Mimsy se incorporó un poco, apoyándose en un codo.
—Marina no es una chica corriente. No es vulgar ni insensata. Le sobra inteligencia, sensatez… y, si me apuras, incluso madurez. Aprecia a Eduardo, lo sé, lo observo, pero no lo ama. Entonces llega Lex, ve que Eduardo se lo pasa bien con la institutriz… y entra en juego la envidia. Intenta quitársela.
George escuchaba con atención.
—¿Consecuencia? —continuó ella—. Que no se encuentra con una muchacha débil, ni con una caza fortunas. Se encuentra con una mujer hecha y derecha. Justo la mujer que Lex necesita.
—Cuando tu hermano se dé cuenta de eso… huirá.
—No. No lo hará.
—¿Estás segura?
—Completamente. Marina sabe que Lex no es hombre de confianza, y está protegida. ¿Qué ocurre entonces? El rechazo. Lo inesperado. El desafío.
—¿Y qué?
—Que cuanto más lo rechace —sin darse cuenta— más interés despertará en él. Y un día, cansado de luchar… se enamorará.

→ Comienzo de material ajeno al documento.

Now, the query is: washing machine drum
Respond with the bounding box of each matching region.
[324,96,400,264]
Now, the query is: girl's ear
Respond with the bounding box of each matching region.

George dejó escapar una carcajada suave.
—Eso suponiendo que Marina quiera.
—Querrá.
—Ya salió la hermosa vanidosa…
—No me dirás que Lex, en plan formal, es despreciable.
—¿Y cuándo va tu hermano en plan formal?
—Esta vez —aseguró Mimsy—. Esta vez sí.
—Y el pobre Eduardo.
Mimsy, entusiasmada, se inclinó y estampó un beso lento en los labios de su marido.
—Lo siento, cariño, pero entre Eduardo y mi hermano, Lex va primero. Y esta Marina me gusta. Me gusta para Lex. Es la única mujer capaz de retenerlo. Y si no… ya lo verás.
George suspiró.
—Lex me dijo que llega de paso. Que nos da un beso y sigue su viaje. ¡Ja!
—Y lo seguirá —dijo él.
—No. Yo me encargaré de que no.
—Mimsy…
—Ahora que lo sabes todo, amor mío —susurró—, puedes seguir haciéndome el amor.
—Qué egoísta eres…
—¡Y cuánto te quiero!
—Mimsy…
Ella se apretó contra él, le rodeó el cuello con los brazos y le dijo algo al oído que solo George escuchó. Fue suficiente para borrar cualquier objeción.
—Marina… no tengo sueño.
La voz de Janet llegó suave, desde la cama, envuelta en la penumbra del dormitorio infantil. La lámpara dejaba un halo cálido sobre las paredes claras, y el resto de la casa dormía en un silencio casi solemne.